Coimbra: 65 km from Quinta da Cotovia
In former times Coimbra was occupied by the Celts, but it was the Romans who changed the region culturally. Their presence is maintained in different remains in the Machado de Castro museum Museu Nacional, built above the crypto porch of Civita Aeminium, the forum of the Roman city. Then came the West Goths between 586 and 640 and changed the name of the city in Emínio. In 711, the moors and Muslim city. In 1064, it is conquered by the Christian Fernando Magno and has the Arab Sesnando as Governor.
The most important city South of the Douro River is for some time residence of the Count d. Henrique and d. Teresa, parents of the first King of Portugal, d. Afonso Henriques, who was born here in Coimbra.
By his actions the city comes in 1131 back in Portuguese hands.
Some of the most important buildings in the city date back to that time: the Sé Velha (old Cathedral) and the Church Igreja de São Tiago, Igreja de São Salvador and Igreja Santa Cruz; they represent the religious authority and the several orders that are in Coimbra. In Coimbra also played the forbidden love between d. Pedro I (1357-67) and Empress Consort d. Inês.

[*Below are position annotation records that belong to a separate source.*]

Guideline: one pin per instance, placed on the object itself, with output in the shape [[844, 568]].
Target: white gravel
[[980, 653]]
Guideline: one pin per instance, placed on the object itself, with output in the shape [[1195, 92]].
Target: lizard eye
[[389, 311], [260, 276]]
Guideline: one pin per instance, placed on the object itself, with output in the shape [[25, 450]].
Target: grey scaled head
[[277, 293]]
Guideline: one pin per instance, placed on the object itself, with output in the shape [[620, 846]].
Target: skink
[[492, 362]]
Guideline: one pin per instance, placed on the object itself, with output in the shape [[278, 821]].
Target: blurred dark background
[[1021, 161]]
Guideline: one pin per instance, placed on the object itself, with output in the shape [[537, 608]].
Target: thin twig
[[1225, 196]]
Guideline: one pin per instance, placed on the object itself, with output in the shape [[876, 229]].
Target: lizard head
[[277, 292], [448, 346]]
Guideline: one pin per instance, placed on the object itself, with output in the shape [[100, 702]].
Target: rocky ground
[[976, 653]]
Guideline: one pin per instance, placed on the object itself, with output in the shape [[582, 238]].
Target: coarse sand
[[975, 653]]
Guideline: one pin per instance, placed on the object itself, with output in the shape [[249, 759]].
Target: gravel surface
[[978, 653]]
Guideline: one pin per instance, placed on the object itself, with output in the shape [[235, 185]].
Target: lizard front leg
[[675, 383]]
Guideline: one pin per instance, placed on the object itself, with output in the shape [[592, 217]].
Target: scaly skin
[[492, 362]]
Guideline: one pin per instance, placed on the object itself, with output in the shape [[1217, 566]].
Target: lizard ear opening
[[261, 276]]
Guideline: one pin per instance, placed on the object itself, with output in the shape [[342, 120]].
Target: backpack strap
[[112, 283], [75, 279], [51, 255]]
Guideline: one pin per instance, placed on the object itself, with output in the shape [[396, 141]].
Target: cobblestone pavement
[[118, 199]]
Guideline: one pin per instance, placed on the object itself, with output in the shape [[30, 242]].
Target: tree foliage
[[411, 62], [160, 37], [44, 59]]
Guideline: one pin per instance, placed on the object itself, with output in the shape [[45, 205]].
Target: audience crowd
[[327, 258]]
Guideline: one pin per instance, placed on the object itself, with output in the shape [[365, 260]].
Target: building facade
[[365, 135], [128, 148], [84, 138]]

In the 17th century, the Jesuits to the city and marked their presence by building the Sé Nova (New Cathedral). In the following century the city during the reign of d. João V (1706-50) be enriched with some monuments, mainly by the University; and the reign of d. José I (1750-77) brought changes of the hand of the Marquis of Pombal (Marquês de Pombal), mainly in education. In the beginning of the 19th century led the French raids and the Liberal wars in Portugal a troubled period in in which the city itself could hardly develop. Since that time the students have taken and changed her in Coimbra the student city of Portugal.